Enrayer le cercle vicieux des copropriétés dégradées

« Les personnes en situation de précarité énergétique représentent près de 15 % de nos clients. On ne peut pas les négliger. D’autant qu’EDF, du fait de son histoire, a une forte culture de la solidarité.» rappelle Sylvain Decarne, ingénieur-chercheur en précarité énergétique à la direction R&D d’EDF.
Pour enrayer le cercle vicieux des copropriétés dégradées, soit plus d’un million de logements en France, les équipes d’EDF ont planché sur un modèle économique original. « On a imaginé un financement des chantiers de rénovation par les économies de charges engendrées par les travaux.» poursuit Sylvain Decarne.

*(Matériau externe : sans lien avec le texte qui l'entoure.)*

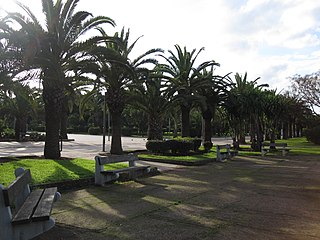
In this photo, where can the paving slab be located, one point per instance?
(246, 198)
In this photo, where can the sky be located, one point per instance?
(270, 39)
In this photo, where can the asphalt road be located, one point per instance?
(84, 146)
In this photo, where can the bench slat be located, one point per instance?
(114, 158)
(25, 212)
(16, 187)
(128, 169)
(44, 207)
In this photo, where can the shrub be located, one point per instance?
(196, 144)
(177, 146)
(181, 146)
(94, 130)
(35, 136)
(313, 135)
(207, 146)
(8, 133)
(157, 146)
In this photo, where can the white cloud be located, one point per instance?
(271, 39)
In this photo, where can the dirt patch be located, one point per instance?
(245, 198)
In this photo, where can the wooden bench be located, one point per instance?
(103, 176)
(25, 214)
(269, 147)
(224, 152)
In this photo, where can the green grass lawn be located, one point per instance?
(50, 171)
(192, 158)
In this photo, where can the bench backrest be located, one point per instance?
(275, 145)
(16, 193)
(102, 160)
(226, 146)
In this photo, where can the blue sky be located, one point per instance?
(271, 39)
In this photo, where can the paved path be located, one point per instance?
(84, 146)
(246, 198)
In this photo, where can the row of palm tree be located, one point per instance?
(70, 64)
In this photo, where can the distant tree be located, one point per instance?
(182, 76)
(49, 47)
(150, 97)
(307, 88)
(116, 74)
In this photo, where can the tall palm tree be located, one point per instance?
(245, 107)
(116, 74)
(214, 95)
(49, 47)
(150, 96)
(182, 75)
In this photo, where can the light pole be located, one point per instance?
(109, 128)
(104, 124)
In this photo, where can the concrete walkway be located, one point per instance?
(246, 198)
(84, 146)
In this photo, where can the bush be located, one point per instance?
(196, 144)
(157, 146)
(313, 135)
(207, 146)
(180, 146)
(94, 130)
(35, 136)
(8, 133)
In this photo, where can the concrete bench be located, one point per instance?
(25, 214)
(103, 176)
(224, 152)
(269, 147)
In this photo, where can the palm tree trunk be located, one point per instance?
(53, 99)
(20, 127)
(185, 120)
(64, 120)
(116, 145)
(154, 128)
(207, 117)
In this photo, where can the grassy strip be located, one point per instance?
(193, 158)
(298, 146)
(50, 171)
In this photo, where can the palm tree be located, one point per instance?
(182, 74)
(116, 74)
(49, 48)
(150, 97)
(214, 95)
(245, 107)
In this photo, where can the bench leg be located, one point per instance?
(284, 152)
(31, 230)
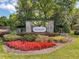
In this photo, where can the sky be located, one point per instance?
(7, 7)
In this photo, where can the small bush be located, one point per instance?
(42, 38)
(30, 37)
(11, 37)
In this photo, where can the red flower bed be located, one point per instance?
(26, 46)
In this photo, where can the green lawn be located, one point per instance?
(68, 52)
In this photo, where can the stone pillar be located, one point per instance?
(50, 27)
(28, 26)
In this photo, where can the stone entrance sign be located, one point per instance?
(49, 28)
(39, 29)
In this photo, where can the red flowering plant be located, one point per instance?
(26, 46)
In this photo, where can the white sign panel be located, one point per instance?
(39, 29)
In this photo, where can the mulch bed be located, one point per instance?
(43, 51)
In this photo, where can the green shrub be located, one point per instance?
(42, 38)
(11, 37)
(30, 37)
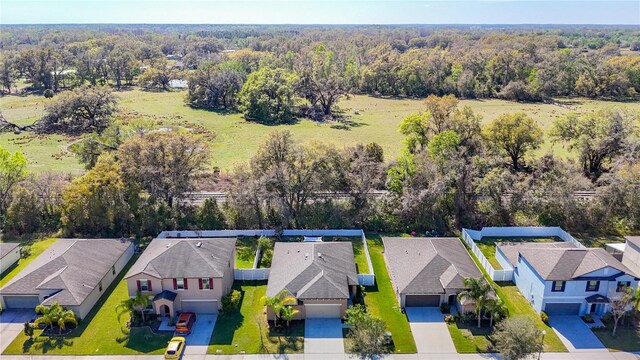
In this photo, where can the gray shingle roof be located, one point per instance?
(182, 258)
(428, 265)
(566, 264)
(73, 267)
(635, 240)
(318, 270)
(6, 248)
(512, 249)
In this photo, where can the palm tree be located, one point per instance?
(278, 303)
(496, 308)
(138, 303)
(477, 290)
(288, 313)
(55, 314)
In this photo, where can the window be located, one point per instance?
(593, 285)
(622, 285)
(558, 286)
(144, 285)
(206, 284)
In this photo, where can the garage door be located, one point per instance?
(200, 307)
(562, 308)
(21, 302)
(422, 300)
(313, 311)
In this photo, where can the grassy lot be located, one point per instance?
(516, 304)
(469, 339)
(99, 333)
(382, 303)
(37, 247)
(488, 246)
(247, 331)
(371, 119)
(246, 247)
(626, 339)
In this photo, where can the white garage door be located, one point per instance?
(313, 311)
(200, 306)
(21, 302)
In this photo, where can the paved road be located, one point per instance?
(11, 324)
(198, 340)
(575, 334)
(430, 332)
(322, 337)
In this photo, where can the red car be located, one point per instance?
(185, 323)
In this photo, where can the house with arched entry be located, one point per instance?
(181, 275)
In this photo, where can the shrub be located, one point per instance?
(231, 301)
(544, 317)
(445, 308)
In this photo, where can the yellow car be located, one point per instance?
(175, 348)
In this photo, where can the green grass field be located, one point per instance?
(371, 120)
(100, 333)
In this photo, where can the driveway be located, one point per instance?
(429, 330)
(198, 340)
(323, 336)
(12, 324)
(575, 334)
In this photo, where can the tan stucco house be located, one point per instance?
(320, 275)
(182, 275)
(428, 272)
(72, 272)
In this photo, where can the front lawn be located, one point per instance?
(247, 331)
(381, 301)
(518, 305)
(626, 339)
(99, 333)
(246, 247)
(37, 247)
(469, 339)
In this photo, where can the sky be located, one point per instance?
(320, 12)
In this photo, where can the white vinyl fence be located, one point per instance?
(263, 274)
(471, 236)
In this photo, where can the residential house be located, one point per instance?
(428, 272)
(184, 274)
(562, 280)
(321, 276)
(73, 272)
(9, 255)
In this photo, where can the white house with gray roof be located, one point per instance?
(321, 276)
(562, 280)
(184, 274)
(428, 272)
(9, 255)
(72, 272)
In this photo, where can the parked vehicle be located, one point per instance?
(175, 348)
(185, 323)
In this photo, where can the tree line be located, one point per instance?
(320, 64)
(453, 173)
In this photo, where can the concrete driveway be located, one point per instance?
(198, 340)
(429, 330)
(575, 334)
(323, 336)
(12, 324)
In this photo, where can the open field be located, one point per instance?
(371, 120)
(99, 333)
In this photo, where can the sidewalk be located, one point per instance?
(544, 356)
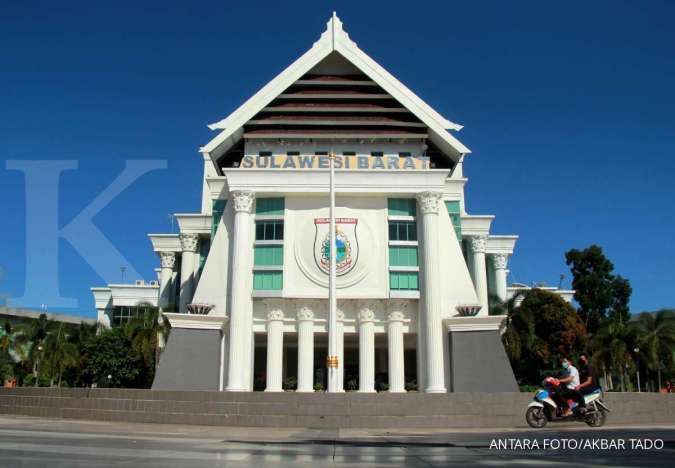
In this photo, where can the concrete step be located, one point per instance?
(320, 410)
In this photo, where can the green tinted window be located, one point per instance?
(269, 206)
(269, 230)
(403, 256)
(403, 230)
(218, 208)
(402, 206)
(268, 280)
(455, 217)
(268, 255)
(404, 281)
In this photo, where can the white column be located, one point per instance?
(478, 245)
(188, 243)
(275, 350)
(241, 316)
(366, 350)
(305, 349)
(223, 360)
(499, 262)
(429, 203)
(340, 337)
(395, 348)
(168, 261)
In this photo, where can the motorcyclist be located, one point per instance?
(568, 384)
(588, 379)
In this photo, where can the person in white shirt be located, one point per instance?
(568, 384)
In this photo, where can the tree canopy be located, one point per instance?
(542, 330)
(598, 291)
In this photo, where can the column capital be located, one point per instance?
(189, 242)
(275, 315)
(429, 201)
(305, 314)
(397, 305)
(167, 259)
(500, 261)
(396, 316)
(366, 314)
(478, 244)
(243, 200)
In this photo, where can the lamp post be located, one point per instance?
(637, 354)
(332, 359)
(37, 366)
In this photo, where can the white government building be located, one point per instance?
(245, 282)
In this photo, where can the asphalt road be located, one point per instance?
(34, 442)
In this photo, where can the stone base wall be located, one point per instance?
(318, 410)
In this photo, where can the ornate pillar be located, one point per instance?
(395, 348)
(168, 261)
(366, 349)
(478, 246)
(188, 243)
(305, 349)
(429, 203)
(341, 350)
(241, 313)
(499, 262)
(275, 349)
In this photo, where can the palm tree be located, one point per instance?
(657, 340)
(37, 334)
(613, 344)
(146, 332)
(13, 341)
(60, 354)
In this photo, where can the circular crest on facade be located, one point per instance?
(347, 245)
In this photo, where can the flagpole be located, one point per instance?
(332, 359)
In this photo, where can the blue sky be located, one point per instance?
(568, 109)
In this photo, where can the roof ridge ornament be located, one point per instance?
(334, 31)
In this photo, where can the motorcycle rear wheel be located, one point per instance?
(536, 417)
(596, 419)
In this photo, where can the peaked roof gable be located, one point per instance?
(335, 39)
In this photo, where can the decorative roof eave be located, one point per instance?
(334, 38)
(501, 244)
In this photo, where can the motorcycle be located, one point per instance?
(544, 407)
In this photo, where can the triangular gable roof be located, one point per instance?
(335, 39)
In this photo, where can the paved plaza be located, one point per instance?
(35, 442)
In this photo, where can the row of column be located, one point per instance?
(189, 263)
(479, 270)
(305, 326)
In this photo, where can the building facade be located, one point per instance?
(245, 282)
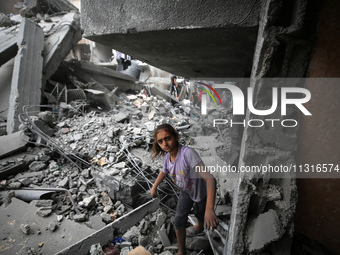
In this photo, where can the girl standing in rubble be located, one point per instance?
(198, 187)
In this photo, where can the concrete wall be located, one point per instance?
(318, 208)
(5, 86)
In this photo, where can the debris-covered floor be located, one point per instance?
(75, 152)
(95, 166)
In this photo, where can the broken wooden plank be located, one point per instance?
(107, 233)
(27, 72)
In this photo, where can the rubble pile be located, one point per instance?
(100, 163)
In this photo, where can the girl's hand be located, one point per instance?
(153, 192)
(210, 220)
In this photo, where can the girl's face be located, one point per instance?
(167, 141)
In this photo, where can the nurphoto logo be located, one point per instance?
(238, 104)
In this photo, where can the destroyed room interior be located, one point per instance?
(251, 86)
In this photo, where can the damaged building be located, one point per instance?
(85, 83)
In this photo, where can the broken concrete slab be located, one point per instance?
(14, 142)
(27, 72)
(8, 44)
(19, 212)
(66, 33)
(56, 5)
(93, 68)
(121, 225)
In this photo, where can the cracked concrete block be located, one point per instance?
(140, 250)
(44, 211)
(42, 203)
(63, 183)
(164, 237)
(106, 217)
(60, 43)
(52, 226)
(96, 249)
(79, 217)
(25, 228)
(198, 243)
(161, 217)
(120, 117)
(37, 166)
(15, 142)
(8, 45)
(265, 229)
(97, 222)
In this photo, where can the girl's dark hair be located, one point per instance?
(156, 149)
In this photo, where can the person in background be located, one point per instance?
(187, 171)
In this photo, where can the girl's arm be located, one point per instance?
(159, 179)
(210, 218)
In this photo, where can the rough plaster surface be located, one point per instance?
(278, 54)
(265, 229)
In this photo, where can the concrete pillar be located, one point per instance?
(27, 72)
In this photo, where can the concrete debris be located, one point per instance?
(25, 228)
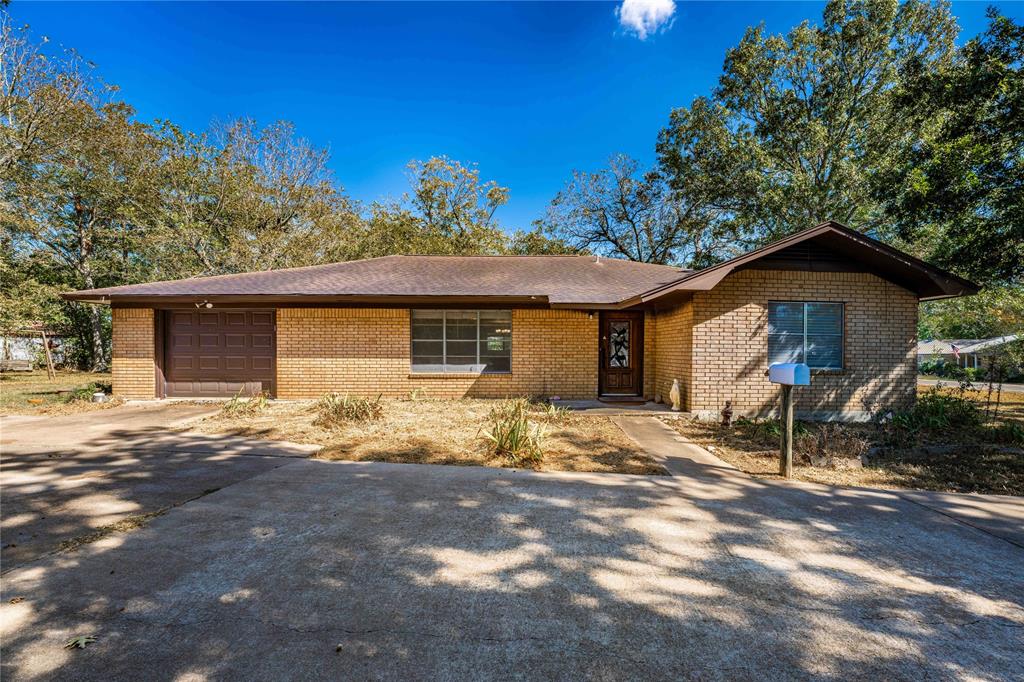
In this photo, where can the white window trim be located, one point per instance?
(444, 369)
(842, 334)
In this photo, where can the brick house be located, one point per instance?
(576, 327)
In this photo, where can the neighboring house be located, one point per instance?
(963, 352)
(573, 327)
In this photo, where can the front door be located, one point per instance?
(621, 372)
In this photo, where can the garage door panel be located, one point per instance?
(182, 363)
(262, 340)
(218, 353)
(237, 363)
(262, 363)
(209, 363)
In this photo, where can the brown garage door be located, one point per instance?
(219, 352)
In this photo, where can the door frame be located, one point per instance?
(636, 350)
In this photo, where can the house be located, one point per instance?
(573, 327)
(962, 352)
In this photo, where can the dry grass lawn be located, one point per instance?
(36, 393)
(966, 467)
(440, 432)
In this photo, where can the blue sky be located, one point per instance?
(528, 91)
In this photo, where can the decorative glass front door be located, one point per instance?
(622, 338)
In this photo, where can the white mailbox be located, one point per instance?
(790, 374)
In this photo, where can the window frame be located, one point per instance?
(804, 304)
(414, 368)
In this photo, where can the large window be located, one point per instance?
(806, 332)
(462, 341)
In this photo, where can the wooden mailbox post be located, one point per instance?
(787, 375)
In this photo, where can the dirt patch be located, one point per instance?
(440, 432)
(964, 467)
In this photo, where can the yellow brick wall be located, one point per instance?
(730, 344)
(673, 336)
(365, 351)
(132, 368)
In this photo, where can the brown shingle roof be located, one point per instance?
(560, 280)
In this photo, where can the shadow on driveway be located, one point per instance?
(66, 477)
(321, 569)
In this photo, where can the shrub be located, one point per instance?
(241, 406)
(1011, 432)
(556, 414)
(84, 393)
(935, 411)
(334, 410)
(512, 435)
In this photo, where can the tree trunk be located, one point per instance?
(96, 327)
(97, 360)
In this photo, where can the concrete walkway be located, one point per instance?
(679, 456)
(370, 570)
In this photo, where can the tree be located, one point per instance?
(243, 199)
(621, 211)
(957, 196)
(537, 243)
(81, 203)
(799, 125)
(446, 211)
(995, 311)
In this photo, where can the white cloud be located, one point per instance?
(645, 17)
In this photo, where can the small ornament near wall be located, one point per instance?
(675, 395)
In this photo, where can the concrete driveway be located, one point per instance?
(66, 478)
(328, 569)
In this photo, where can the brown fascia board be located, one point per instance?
(951, 285)
(298, 300)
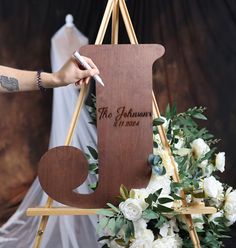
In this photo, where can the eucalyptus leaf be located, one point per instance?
(93, 152)
(105, 212)
(158, 121)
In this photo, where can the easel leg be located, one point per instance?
(80, 102)
(115, 22)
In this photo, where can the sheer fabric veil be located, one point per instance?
(64, 231)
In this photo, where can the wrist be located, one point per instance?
(56, 79)
(50, 80)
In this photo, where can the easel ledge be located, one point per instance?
(42, 211)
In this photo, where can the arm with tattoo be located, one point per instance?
(12, 80)
(9, 83)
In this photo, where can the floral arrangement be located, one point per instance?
(146, 218)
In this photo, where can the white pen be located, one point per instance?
(82, 61)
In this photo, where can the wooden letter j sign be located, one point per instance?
(124, 129)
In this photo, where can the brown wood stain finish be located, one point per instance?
(124, 127)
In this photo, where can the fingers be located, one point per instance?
(90, 62)
(88, 73)
(82, 81)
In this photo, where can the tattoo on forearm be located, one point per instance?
(11, 84)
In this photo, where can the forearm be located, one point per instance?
(19, 80)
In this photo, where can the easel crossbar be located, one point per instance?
(57, 211)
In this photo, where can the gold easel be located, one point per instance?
(113, 6)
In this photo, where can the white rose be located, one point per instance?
(157, 182)
(173, 241)
(230, 203)
(198, 220)
(212, 187)
(131, 209)
(212, 217)
(199, 148)
(220, 161)
(203, 164)
(207, 171)
(141, 243)
(140, 195)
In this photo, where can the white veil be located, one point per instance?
(64, 231)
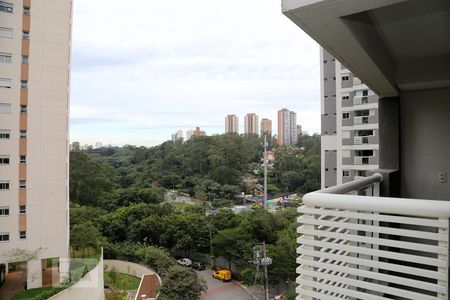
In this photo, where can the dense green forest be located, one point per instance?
(118, 201)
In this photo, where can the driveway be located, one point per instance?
(218, 290)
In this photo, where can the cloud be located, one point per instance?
(162, 65)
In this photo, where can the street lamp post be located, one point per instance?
(265, 170)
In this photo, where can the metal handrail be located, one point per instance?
(404, 206)
(353, 185)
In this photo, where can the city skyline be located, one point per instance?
(185, 77)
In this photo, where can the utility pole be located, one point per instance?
(265, 262)
(265, 170)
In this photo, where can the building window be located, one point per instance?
(346, 153)
(4, 159)
(6, 7)
(6, 32)
(5, 83)
(5, 108)
(4, 237)
(22, 184)
(4, 185)
(5, 58)
(4, 134)
(4, 211)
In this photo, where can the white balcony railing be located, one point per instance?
(371, 247)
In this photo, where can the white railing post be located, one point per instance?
(445, 257)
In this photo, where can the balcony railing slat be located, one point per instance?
(375, 264)
(376, 241)
(347, 292)
(376, 276)
(432, 222)
(385, 230)
(379, 253)
(372, 286)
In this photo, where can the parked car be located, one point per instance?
(198, 266)
(184, 262)
(223, 275)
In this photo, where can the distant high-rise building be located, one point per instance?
(350, 135)
(177, 136)
(199, 132)
(231, 124)
(34, 100)
(189, 134)
(287, 127)
(251, 124)
(266, 126)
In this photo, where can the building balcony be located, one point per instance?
(355, 244)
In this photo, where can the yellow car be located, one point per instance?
(223, 275)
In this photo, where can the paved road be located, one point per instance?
(218, 290)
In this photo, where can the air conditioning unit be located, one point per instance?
(358, 160)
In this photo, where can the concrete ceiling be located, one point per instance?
(392, 45)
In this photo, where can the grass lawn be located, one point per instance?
(122, 281)
(40, 293)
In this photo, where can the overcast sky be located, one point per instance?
(141, 69)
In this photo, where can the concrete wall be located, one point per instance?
(127, 267)
(425, 143)
(90, 287)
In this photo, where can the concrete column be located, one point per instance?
(64, 267)
(34, 274)
(389, 133)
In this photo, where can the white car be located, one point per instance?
(184, 262)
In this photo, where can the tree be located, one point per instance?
(181, 283)
(89, 179)
(156, 258)
(84, 235)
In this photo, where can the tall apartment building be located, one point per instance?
(34, 111)
(231, 124)
(349, 116)
(177, 136)
(266, 126)
(251, 124)
(287, 127)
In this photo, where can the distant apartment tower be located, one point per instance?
(349, 117)
(231, 124)
(251, 124)
(34, 100)
(177, 136)
(287, 127)
(189, 134)
(199, 132)
(266, 126)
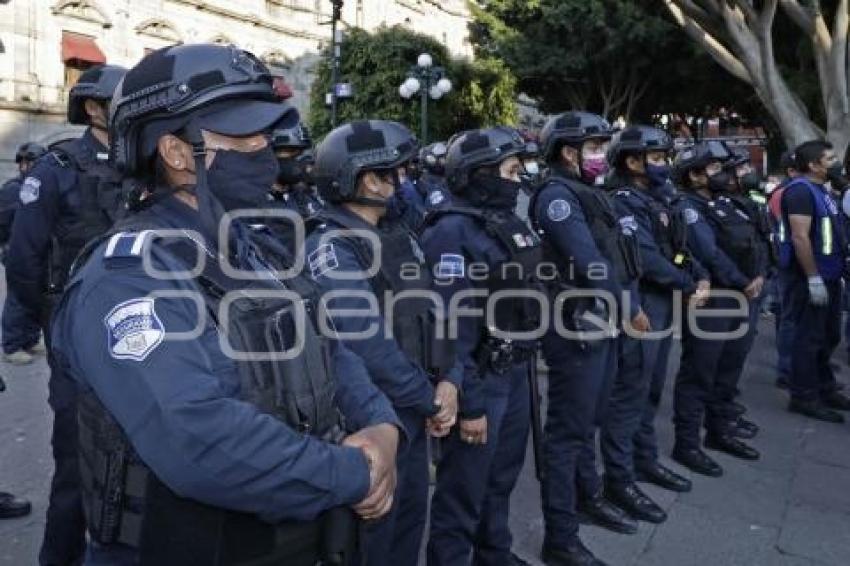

La co-construction au service de l’efficacité énergétique

Une idée forte soumise en 2013 à l’association « Action Tank Entreprise et Pauvreté », une émanation d’HEC spécialiste du social business. « On a décidé de lancer un programme de recherche sur la rénovation des copropriétés fragiles car plusieurs entreprises et associations nous sollicitaient sur le même thème. » raconte Guillaume Ginebre, coordinateur du projet.
« Nous avons alors rassemblé des acteurs prêts à réfléchir ensemble : EDF R&D pour l’accompagnement des ménages sur les usages, EDF Collectivités, puis EDF Optimal Solutions pour l’engagement de performance énergétique, Brézillon pour les travaux de rénovation, Véolia pour la gestion de l’eau, les Compagnons bâtisseurs pour la rénovation intérieure des logements et des acteurs financiers comme la Banque postale pour financer des micro-crédits en faveur des ménages insolvables ».
Après deux ans de « co-construction », la R&D d’EDF a mobilisé les équipes de la direction commerce du groupe pour trouver un terrain d’expérimentation.

La Ville de Clichy-sous-Bois, terrain d’innovation sociale 

« En passant en revue toutes les copropriétés dont j’avais connaissance, Clichy-sous-Bois s’est imposée.» raconte Karine Blaisbois, Directrice du Développement Territorial EDF. « C’est d’autant plus un bon choix que la Mairie a soutenu le projet en répondant à l’appel à manifestation d’intérêt pour une ville durable et solidaire lancé par l’Etat. Et l’a remporté ! »
Une quinzaine de projets ont été retenus par le nouveau programme national de renouvellement urbain, doté de 71 millions d’euros. Porté par l’Action Tank, celui de Clichy-sous-Bois bénéficiera dans un premier temps de 120 000 euros d’aide financière à l’ingénierie et d’un accompagnement technique et juridique.
Si la Ville est partie prenante, la décision de lancer les travaux de rénovation revient in fine aux copropriétaires. « Nous avons encore de nombreux efforts à faire pour les convaincre du bien-fondé de la démarche » reconnaît Sylvain Decarne. « On ne peut pas arriver comme ça en leur disant qu’on a la solution à leurs problèmes. Il existe une sorte de défiance. D’autant qu’en plus du soutien du conseil syndical il faut parfois convaincre un à un chaque propriétaire. »
L’engagement de l’Action Tank prend alors tout son sens. «Une association à but non lucratif, c’est rassurant pour les gens. On reste donc optimiste sur la mise en œuvre du projet. On espère lancer les travaux en 2018.»